Le persone pacifiste sono vessate da quando ho memoria, un po’ come le persone anarchiche. I benpensanti della società civile – giornalisti inclusi – tollerano più i produttori di armi di una protesta.

 

E i pacifisti, si sa, invece di starsene a casa zitti davanti alla partita, di restare passive a stirare (come vorrebbero in molti, ovviamente nel rispetto di ruoli inesistenti ma presuntamente naturali), spesso finiscono in strada a protestare, fare cortei, inventarsi azioni di teatro di strada o clownerie o boicottaggio per attirare l’attenzione sull’elefante nella stanza: la guerra fa schifo, le armi si producono non per preparare la pace ma per usarle, prima o poi. E perché fanno fare a pochissime persone un sacco di soldi.

 

La cosa buffa, se vogliamo vedere l’ironia, è che l’onere della prova è sempre a carico dei pacifisti. Anche se tanto nessuno ci considera davvero, se non per dileggiare, irridere oppure per dire che non siamo mai cresciuti e per trattarci con condiscendenza e paternalismo, come se fossimo un po’ spostasti – in effetti lo siamo: essere pacifisti è evidentemente una divergenza –, siamo noi a dover dimostrare che la nostra strada funzionerebbe. Non chi produce armi. Il che, se permettete, è surreale.
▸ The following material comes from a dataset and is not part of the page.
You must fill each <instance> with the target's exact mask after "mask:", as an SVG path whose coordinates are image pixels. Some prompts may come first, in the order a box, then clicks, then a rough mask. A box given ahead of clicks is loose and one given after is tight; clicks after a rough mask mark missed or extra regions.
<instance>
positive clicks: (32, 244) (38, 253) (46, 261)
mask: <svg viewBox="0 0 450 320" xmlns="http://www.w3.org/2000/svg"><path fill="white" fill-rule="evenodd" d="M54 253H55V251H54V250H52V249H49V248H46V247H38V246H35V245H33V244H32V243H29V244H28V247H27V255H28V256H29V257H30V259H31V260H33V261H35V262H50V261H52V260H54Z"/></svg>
Il pacifismo è prevenzione

Quando devi ricorrere alle armi è perché sei definitivamente in emergenza. Il pacifismo, invece, è prevenzione e infatti va praticato costantemente in tempo di pace. Se tu costruisci cultura, comunità e benessere, se istruisci e offri certezze, le persone vorranno ricorrere sempre meno alla violenza: questo è quello che pensiamo. Se invece tu continui a spendere per le armi, prima o poi finirai per fare la guerra. Questo è quello che succede. È un fatto, non è un’ipotesi. Eppure siamo noi pacifisti a dover provare di avere torto. Non basta la storia a farlo al posto nostro.

 

Di solito, a questo punto della discussione partono le provocazioni o le domande retoriche su come pensi di difenderti qui e ora dall’aggressore; le accuse di essere dalla parte dei cattivi (la cosa divertente di avere posizioni radicali è che ti becchi queste accuse indistintamente dagli atlantisti e dai putiniani, dagli europeisti e dai sionisti: tutti ti vogliono insegnare come devi campare e cosa devi pensare); le accuse di passività; le accuse di fare victim blaming. Ognuno fa partire la storia di quello scampolo di mondo che vuole analizzare da dove gli fa più comodo.

C'è alternativa

C’è chi si chiede dove siano finiti i guerrieri – salvo poi fare capriole all’indietro per dire e non dire e dire ancora e poi dire di esser stato frainteso.
C’è chi dice che la sinistra pacifista in realtà è nazionalista.
Pur di negare l’esistenza stessa di un realismo pacifista si è, evidentemente, disposti a tutto.

 

Questo atteggiamento è figlio del There Is No Alternative. L’alternativa c’è sempre. Se si pensa di vivere in un mondo senza alternative, allora si è vittime di un’allucinazione collettiva. Di solito sono le persone povere a non avere alternative. Non gli stati né, tantomeno, i ricchi e potenti.

 

Di questi tempi, queste idee sono fortemente minoritarie, mi rendo conto. Vale comunque sempre la pena di provare a diffonderle.